Now consider the wider world. Here we can see good news and bad news. One bit of good news is that the great majority of human beings live in economies that are far indeed from the economic frontier. China's real output per head is about a fifth of U.S. levels and India's less than a tenth. So improvements in education and adoption of already existing knowledge offer huge opportunities. The second bit of good news is that the potential for incorporating a far greater number of people in scientific discovery, invention and innovation is also huge. It may be ever harder to win new knowledge. But the resources devoted to this task can also be far greater than ever before.



The bad news is that the era of cheap resources is not just vanishing for the U.S. What was once treated as free is costly. This is another -- probably far more dangerous -- form of zero-sum politics than that within the U.S. Confronted with painful choices, human beings choose denial. That may not matter so much where resources are marketed. It matters a great deal more when they cannot be, as with the oceans and the air. Here, too, a great deal of innovation will be needed. But for that to happen, the world must offer the right incentives and that, in turn, requires recognition of constraints.

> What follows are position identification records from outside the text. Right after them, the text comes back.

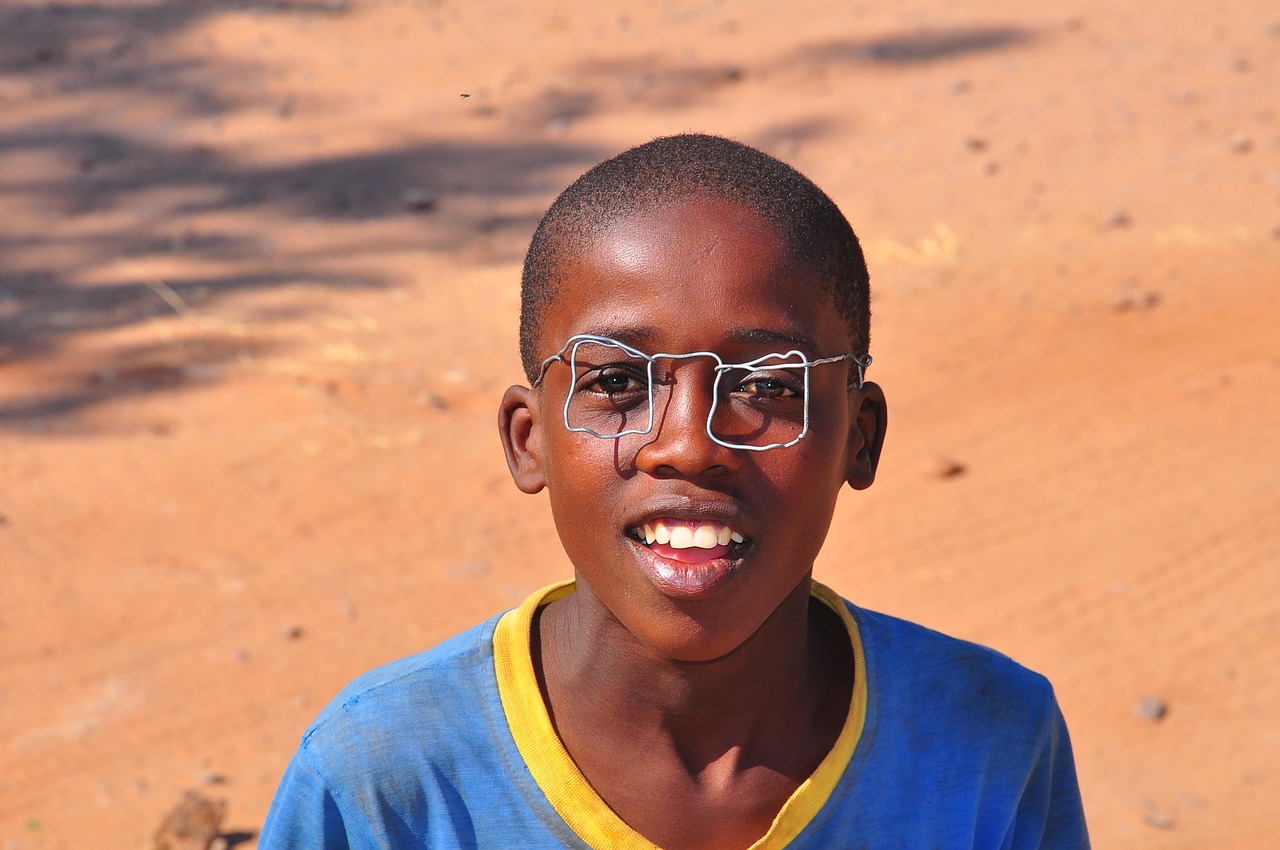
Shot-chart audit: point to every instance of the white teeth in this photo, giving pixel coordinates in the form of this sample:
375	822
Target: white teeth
705	537
681	535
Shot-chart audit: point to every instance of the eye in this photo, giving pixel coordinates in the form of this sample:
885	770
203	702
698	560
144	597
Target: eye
613	380
771	385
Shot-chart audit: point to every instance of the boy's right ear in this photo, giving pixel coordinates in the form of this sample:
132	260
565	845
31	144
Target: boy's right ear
520	428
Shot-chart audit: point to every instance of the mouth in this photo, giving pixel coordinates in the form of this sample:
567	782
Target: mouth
689	557
688	540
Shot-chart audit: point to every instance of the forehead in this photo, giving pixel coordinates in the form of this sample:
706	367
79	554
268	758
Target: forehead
693	274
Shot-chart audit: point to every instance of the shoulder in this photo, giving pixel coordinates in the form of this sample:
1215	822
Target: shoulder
424	695
913	667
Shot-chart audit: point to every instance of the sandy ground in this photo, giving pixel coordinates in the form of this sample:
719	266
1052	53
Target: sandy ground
259	269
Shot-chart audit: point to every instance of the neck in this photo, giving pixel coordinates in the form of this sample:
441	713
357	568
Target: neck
745	705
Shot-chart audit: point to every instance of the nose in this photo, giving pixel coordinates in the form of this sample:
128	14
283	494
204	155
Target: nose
680	444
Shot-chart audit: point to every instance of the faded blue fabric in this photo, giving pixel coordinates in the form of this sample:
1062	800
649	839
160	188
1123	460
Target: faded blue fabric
961	748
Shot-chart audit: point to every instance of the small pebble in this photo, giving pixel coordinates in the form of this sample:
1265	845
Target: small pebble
419	200
1118	220
1239	144
1151	708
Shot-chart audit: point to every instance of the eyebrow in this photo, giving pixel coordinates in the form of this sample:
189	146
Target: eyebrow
640	337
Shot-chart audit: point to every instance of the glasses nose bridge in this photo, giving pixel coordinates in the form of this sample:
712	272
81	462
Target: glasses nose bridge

I like this book: it starts from provocative theses and ends with a plea for investment in science. I do not agree with all of it, far from it. But it is good to remember that there are far bigger economic stories than the failure of finance or the appeal of austerity. In the long run, our future depends on good ideas. These may not be ours to determine. But they remain ours to influence.



* Dutton, New York, June 2011.



** "Revisiting US Productivity Growth", March 2010, www.nber.org.